Seney Township is a civil township of Schoolcraft County in the U.S. state of Michigan. As of 2020, its population was 115. With a population density of only , Seney Township is the second least-densely populated municipality in the state after West Branch Township.

==History==
Seney Township was once the site of a Boot Hill cemetery. The historic community of Seney, Michigan is located in the township.

==Geography==
According to the United States Census Bureau, the township has a total area of 215.50 sqmi, of which 212.63 sqmi is land and 2.87 sqmi (1.33%) is water.

==Demographics==
In 2000, there were 180 people, 56 households, and 45 families residing in the township. The population density was 0.8 per square mile (0.3/km^{2}). There were 186 housing units at an average density of 0.9 per square mile (0.3/km^{2}). The racial makeup of the township was 94.44% White, 0.56% Native American, 0.56% from other races, and 4.44% from two or more races. Hispanic or Latino of any race were 0.56% of the population. By 2020, its population was 115.

In 2000, there were 56 households, out of which 23.2% had children under the age of 18 living with them, 62.5% were married couples living together, 14.3% had a female householder with no husband present, and 19.6% were non-families. 17.9% of all households were made up of individuals, and 10.7% had someone living alone who was 65 years of age or older.
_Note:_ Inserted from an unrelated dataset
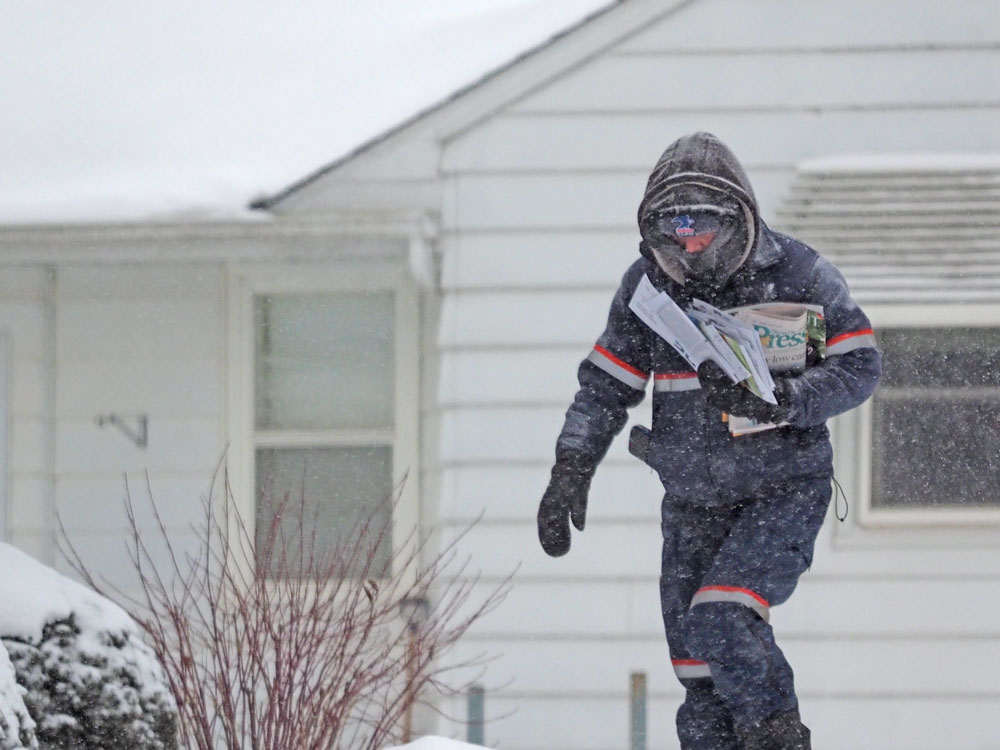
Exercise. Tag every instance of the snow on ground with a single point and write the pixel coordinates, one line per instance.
(36, 594)
(121, 110)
The average household size was 2.66 and the average family size was 2.91. In the township the population was spread out, with 24.4% under the age of 18, 2.2% from 18 to 24, 21.7% from 25 to 44, 26.7% from 45 to 64, and 25.0% who were 65 years of age or older. The median age was 46 years. For every 100 females, there were 78.2 males. For every 100 females age 18 and over, there were 91.5 males.
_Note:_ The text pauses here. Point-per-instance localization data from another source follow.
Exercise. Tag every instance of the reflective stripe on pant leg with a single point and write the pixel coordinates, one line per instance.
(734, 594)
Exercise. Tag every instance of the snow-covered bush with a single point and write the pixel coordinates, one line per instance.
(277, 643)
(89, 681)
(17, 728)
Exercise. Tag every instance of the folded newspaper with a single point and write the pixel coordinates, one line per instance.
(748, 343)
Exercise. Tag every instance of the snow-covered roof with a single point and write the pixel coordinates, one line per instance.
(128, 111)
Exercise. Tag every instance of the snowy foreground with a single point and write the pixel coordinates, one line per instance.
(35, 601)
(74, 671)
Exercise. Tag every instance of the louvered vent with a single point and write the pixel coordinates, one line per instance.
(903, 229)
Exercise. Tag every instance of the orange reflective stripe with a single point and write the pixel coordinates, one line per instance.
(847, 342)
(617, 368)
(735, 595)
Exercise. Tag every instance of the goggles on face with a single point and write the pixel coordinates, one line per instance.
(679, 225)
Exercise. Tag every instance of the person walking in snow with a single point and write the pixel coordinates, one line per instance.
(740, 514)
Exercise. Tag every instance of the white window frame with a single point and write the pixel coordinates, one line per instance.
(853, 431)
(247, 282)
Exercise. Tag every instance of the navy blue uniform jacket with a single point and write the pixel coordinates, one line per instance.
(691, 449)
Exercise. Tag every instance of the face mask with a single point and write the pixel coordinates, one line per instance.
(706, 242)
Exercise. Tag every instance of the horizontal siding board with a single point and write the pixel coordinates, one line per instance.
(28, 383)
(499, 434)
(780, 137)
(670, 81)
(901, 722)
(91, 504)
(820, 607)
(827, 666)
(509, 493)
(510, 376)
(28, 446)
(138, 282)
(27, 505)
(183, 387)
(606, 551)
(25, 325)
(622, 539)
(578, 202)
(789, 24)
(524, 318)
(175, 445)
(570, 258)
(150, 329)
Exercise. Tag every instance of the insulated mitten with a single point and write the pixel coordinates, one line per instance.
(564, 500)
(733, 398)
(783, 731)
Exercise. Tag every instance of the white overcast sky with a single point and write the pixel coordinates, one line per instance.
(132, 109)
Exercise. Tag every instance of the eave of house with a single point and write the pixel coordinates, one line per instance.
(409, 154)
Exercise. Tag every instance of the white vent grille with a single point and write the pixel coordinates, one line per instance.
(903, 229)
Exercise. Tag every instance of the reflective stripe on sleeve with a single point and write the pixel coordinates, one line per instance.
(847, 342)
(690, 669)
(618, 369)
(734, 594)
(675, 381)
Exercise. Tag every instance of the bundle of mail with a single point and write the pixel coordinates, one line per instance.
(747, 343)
In 2000, the median income for a household in the township was $30,625, and the median income for a family was $31,875. Males had a median income of $26,875 versus $11,250 for females. The per capita income for the township was $10,855. About 25.7% of families and 33.1% of the population were below the poverty line, including none of those under the age of eighteen and 40.9% of those 65 or over. As of 2021, its median household income was $45,500.